Avant qu'il ait pu s'esquiver, évidemment, son aîné le rattrapa par la taille et le serra contre lui.
« Merci, dit-il en enfouissant son nez contre sa tempe. Je suis heureux que tu me dises ça.
-Y'a pas de quoi, marmonna le jeune voleur sans chercher à se dégager et en posant ses deux mains sur son torse.
-Moi aussi je t'aime.
-Merci. Content que tu ne me tiennes pas rancune pour t'avoir obligé à te lever ce matin. »
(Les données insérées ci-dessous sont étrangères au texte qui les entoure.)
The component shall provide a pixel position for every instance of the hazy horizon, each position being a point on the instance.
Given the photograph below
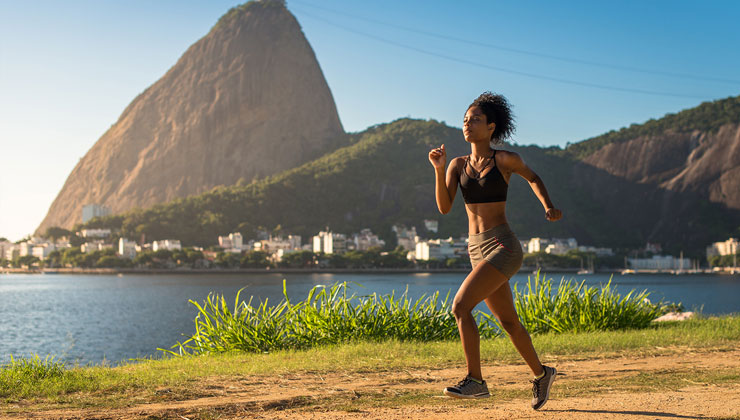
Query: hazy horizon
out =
(572, 71)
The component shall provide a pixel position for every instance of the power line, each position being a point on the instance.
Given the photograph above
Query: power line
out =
(525, 52)
(500, 69)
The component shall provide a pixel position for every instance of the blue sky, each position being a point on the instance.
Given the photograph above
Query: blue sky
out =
(572, 70)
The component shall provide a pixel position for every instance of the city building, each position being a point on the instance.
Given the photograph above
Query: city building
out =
(365, 240)
(439, 249)
(329, 242)
(95, 233)
(406, 237)
(126, 248)
(97, 245)
(168, 244)
(225, 242)
(536, 245)
(90, 211)
(559, 246)
(431, 225)
(659, 262)
(236, 240)
(600, 252)
(41, 251)
(10, 251)
(728, 247)
(5, 247)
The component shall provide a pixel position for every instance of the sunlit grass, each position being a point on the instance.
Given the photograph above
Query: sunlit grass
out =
(51, 384)
(329, 315)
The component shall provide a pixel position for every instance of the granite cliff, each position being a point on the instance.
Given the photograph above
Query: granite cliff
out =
(246, 101)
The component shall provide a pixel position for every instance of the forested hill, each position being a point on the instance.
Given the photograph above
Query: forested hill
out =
(382, 177)
(707, 117)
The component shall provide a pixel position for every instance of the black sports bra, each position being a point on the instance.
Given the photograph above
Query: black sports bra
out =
(491, 188)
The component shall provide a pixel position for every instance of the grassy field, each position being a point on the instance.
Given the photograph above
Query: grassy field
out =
(28, 385)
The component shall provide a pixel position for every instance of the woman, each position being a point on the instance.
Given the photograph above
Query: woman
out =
(495, 252)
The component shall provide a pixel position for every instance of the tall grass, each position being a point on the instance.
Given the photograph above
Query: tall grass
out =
(26, 371)
(329, 315)
(575, 307)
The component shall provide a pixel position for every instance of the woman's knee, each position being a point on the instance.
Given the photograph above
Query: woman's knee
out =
(460, 309)
(511, 325)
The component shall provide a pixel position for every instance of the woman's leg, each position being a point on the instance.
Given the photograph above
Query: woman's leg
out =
(501, 304)
(482, 282)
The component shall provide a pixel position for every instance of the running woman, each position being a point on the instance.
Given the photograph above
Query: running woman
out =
(495, 252)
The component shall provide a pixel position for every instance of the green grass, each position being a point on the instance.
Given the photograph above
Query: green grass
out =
(329, 315)
(138, 383)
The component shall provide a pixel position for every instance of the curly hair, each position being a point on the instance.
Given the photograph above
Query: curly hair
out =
(497, 110)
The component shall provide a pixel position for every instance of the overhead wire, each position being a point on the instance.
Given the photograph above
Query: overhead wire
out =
(525, 52)
(496, 68)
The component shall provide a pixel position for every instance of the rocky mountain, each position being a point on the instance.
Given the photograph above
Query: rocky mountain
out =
(246, 101)
(383, 177)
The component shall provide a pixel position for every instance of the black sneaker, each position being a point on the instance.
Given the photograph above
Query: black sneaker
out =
(541, 387)
(468, 388)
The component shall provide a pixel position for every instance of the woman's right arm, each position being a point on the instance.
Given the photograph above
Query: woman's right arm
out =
(445, 184)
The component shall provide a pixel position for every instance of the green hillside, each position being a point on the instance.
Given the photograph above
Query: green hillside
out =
(709, 117)
(382, 177)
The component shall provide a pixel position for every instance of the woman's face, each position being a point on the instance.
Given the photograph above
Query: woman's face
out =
(476, 128)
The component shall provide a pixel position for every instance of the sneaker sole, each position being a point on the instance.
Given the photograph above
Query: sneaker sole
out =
(549, 385)
(466, 397)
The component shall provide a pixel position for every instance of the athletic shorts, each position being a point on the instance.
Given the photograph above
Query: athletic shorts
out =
(499, 247)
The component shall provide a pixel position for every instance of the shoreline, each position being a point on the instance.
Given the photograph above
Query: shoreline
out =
(189, 271)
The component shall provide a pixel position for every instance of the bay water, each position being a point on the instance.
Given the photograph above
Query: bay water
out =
(94, 319)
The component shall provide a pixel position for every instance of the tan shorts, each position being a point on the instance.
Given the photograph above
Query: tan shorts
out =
(499, 247)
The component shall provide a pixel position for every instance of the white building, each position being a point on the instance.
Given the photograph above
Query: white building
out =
(225, 242)
(406, 237)
(601, 252)
(126, 248)
(42, 251)
(90, 247)
(5, 246)
(559, 246)
(438, 249)
(10, 251)
(168, 244)
(728, 247)
(25, 248)
(431, 225)
(366, 239)
(659, 262)
(95, 233)
(330, 243)
(90, 211)
(537, 245)
(236, 240)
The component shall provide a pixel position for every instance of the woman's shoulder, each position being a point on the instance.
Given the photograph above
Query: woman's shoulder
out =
(458, 162)
(507, 159)
(507, 156)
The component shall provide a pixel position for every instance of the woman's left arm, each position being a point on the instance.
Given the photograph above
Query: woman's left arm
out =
(514, 163)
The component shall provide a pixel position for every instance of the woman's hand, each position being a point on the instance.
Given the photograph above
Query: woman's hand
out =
(438, 157)
(553, 214)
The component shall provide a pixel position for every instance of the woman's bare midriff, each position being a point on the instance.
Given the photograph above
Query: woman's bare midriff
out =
(484, 216)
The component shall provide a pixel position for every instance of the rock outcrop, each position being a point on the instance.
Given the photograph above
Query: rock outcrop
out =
(246, 101)
(705, 163)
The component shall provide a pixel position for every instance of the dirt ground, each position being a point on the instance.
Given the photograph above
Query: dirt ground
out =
(590, 389)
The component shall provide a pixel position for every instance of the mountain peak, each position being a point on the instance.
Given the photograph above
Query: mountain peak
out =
(246, 101)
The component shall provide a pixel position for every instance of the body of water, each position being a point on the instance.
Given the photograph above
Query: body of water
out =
(95, 318)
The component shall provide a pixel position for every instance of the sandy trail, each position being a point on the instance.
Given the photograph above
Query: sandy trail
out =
(586, 391)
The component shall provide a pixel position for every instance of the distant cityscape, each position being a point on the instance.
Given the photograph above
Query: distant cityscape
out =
(275, 248)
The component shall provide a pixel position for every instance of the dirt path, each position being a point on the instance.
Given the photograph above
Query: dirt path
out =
(691, 385)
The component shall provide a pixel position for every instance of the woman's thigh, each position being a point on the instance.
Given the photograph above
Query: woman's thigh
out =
(480, 284)
(501, 305)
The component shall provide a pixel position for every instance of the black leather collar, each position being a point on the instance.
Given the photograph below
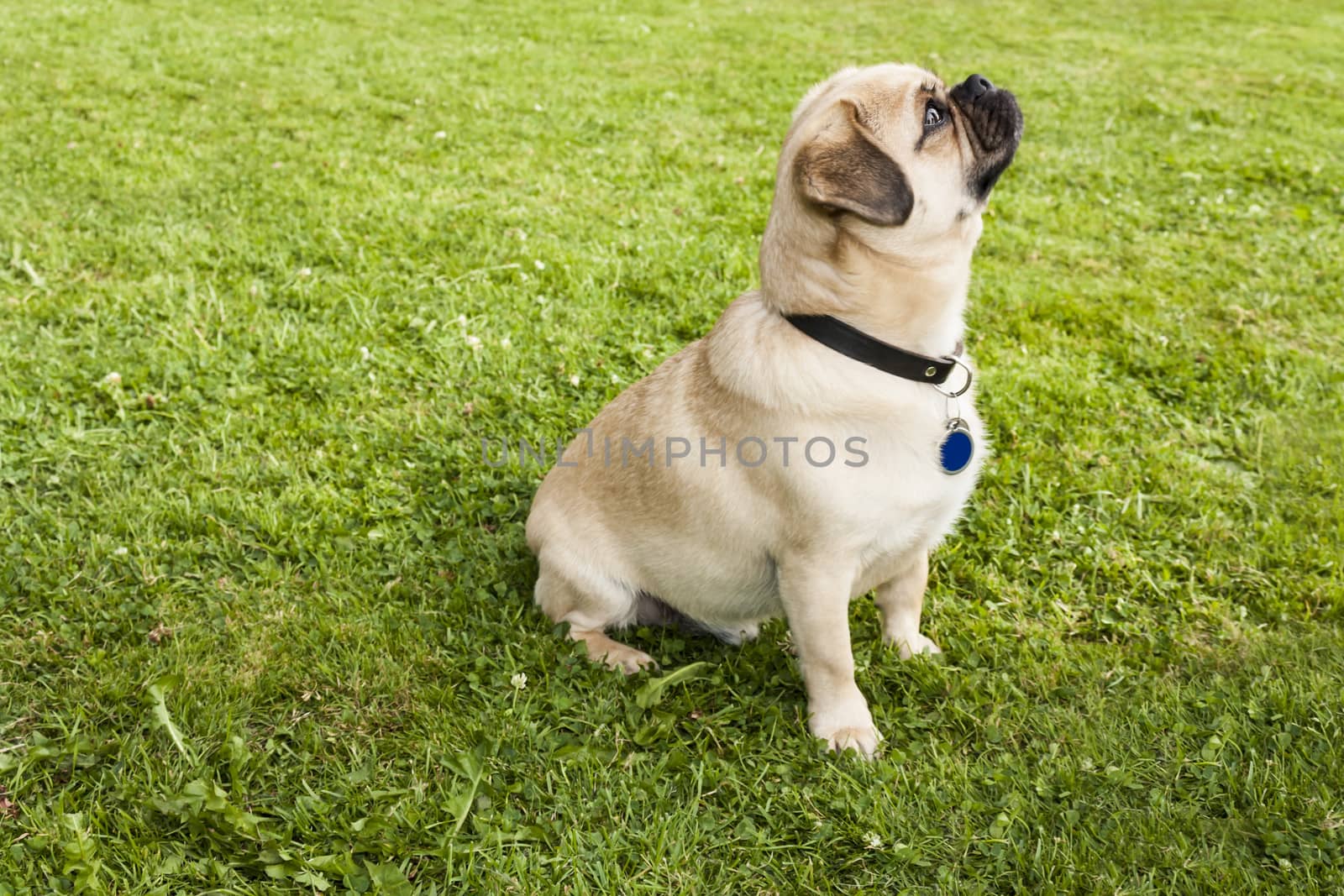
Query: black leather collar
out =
(889, 359)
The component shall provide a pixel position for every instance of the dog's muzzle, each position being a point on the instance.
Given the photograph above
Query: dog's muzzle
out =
(994, 123)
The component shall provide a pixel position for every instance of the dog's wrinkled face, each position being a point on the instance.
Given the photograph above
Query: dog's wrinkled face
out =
(897, 157)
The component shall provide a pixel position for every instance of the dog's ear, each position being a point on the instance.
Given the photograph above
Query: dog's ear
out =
(844, 170)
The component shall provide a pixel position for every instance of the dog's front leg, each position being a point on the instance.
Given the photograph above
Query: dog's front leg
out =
(900, 600)
(816, 602)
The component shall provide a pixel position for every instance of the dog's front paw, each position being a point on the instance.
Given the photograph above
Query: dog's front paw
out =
(848, 731)
(913, 644)
(862, 741)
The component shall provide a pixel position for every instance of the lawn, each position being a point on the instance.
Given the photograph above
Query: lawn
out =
(269, 273)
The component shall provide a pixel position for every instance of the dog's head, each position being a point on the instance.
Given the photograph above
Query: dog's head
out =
(893, 157)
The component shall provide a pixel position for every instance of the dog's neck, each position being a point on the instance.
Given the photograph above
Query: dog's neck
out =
(914, 302)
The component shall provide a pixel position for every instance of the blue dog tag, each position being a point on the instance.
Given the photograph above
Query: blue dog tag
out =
(958, 448)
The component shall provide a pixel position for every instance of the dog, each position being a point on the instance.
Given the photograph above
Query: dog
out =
(822, 439)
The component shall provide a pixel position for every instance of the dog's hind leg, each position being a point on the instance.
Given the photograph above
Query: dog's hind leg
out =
(591, 605)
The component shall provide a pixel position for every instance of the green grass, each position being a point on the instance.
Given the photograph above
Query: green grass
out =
(261, 602)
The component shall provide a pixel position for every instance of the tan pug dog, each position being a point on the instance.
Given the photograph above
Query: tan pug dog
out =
(764, 470)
Robin rit doucement et lui posa un baiser sur la joue.
« C'est la première fois que tu me dis ça, remarqua-t-il.
-Toi aussi, rétorqua Gilles.
-Ce n'est pas pour autant que je ne le ressentais pas.
-Évidemment, je le sais, répondit son frère en souriant quand il lui lissa les cheveux en arrière. C'est bien pour ça qu'on s'est réconciliés, n'est-ce pas ? »
L'archer ne savait pas exactement s'il faisait référence à leurs chamailleries des derniers jours ou bien à la grosse réconciliation qui avait eu lieu quelques semaines plus tôt et donné naissance à leur lien fraternel. Sans doute les deux. Il s'était toujours senti lié à Gilles, du fait de sa personnalité qui l'avait toujours intrigué. Et Gilles avait toujours su pourquoi ils étaient bel et bien liés tous les deux. Même quand ils se détestaient, ils s'aimaient un peu, un tout petit peu, quelque part.